Q. AMETEK社製CDNの最大印加電圧は何Vemfですか?

A.


最大印加電圧はデータシートの記述のうち、[for low impedance]の電圧表記を参照して下さい。例えばCDN T8A-10の以下の記載の場合、22Vemfを上限として使用して下さい。

Max. test level: 33 V in 300 Ω loop, 22 V for low impedance (*1)

この条件は下で解説する最悪条件でCDN内部の100Ω抵抗に掛かる最大電圧を考慮した値です。
また、この22Vemfは無変調(CW)の場合であることに注意して下さい。IEC61000-4-6で要求されているAM変調(変調度80%)では、変調後は変調前の信号に比べてRMS電圧が約15%増加(*2)するため、AM変調試験の場合は22/1.15=19Vemfを上限として使用して下さい。

- 最悪条件

最悪条件として、試験電圧(RMS)が全てCDN内部の100Ω抵抗に印加される状態を想定します。これは、EUTのインピーダンスが0Ω, 信号発生器/アンプの出力インピーダンスも0Ωの状態です。


なお、アンプ飽和確認や試験レベルセッティング測定等の場合は、CDN内部の100Ωに加えて、CDNのEUTポート側に校正治具の100Ωとパワーメーター等の測定器の50Ω, CDNのRF Port側に信号発生器/アンプの出力インピーダンス50Ωが接続された300Ωの回路となります。このため、CDN内部の100Ωに印加される電圧は、試験電圧を分圧した電圧となりますので、22Vemfを超える条件での印加でも使用できます。

例えば、54Vemfのアンプ飽和確認測定の場合では、CDN内部の100Ω抵抗にかかる電圧が18Vとなります。これは最大電圧22V以下ですので使用できます。

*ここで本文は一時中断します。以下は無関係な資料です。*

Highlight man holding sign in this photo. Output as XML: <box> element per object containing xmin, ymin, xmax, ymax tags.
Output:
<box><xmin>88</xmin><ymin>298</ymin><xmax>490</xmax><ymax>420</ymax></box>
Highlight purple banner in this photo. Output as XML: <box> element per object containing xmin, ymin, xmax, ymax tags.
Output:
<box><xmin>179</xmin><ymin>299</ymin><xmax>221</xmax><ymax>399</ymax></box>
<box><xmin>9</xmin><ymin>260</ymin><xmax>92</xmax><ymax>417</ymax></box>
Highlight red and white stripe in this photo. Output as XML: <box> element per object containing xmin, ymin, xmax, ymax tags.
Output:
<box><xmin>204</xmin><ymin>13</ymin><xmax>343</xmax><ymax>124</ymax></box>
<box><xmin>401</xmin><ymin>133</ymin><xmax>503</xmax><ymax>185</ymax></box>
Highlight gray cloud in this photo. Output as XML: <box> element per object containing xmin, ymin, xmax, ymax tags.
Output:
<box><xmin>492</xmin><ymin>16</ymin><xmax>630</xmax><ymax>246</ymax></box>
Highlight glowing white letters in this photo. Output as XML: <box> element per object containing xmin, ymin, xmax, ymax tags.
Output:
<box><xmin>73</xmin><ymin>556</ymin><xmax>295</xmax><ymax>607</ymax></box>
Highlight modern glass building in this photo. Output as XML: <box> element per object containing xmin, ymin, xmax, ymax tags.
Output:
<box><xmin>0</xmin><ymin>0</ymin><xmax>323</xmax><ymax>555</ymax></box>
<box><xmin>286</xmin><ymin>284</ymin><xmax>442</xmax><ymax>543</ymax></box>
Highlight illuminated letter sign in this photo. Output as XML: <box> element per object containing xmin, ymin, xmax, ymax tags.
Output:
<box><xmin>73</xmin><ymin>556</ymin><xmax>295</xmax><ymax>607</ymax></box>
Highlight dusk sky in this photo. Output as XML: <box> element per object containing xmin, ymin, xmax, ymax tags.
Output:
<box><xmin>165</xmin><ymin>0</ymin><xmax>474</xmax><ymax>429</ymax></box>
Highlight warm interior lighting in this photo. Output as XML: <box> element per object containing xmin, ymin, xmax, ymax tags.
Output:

54 *  { 100 / (50 + 100 + 100 + 50) } = 18



*1 データシートの表記はFAQ作成時点のものです。実際にお持ちの製品のデータシートを参照して仕様を確認して下さい。
*2 変調度mのとき、無変調波に対してRMS電圧はSQRT{1+(m^2)/2}倍となります。変調度80%のとき、m=0.8ですので、SQRT{1+(0.8^2)/2}=1.15となります。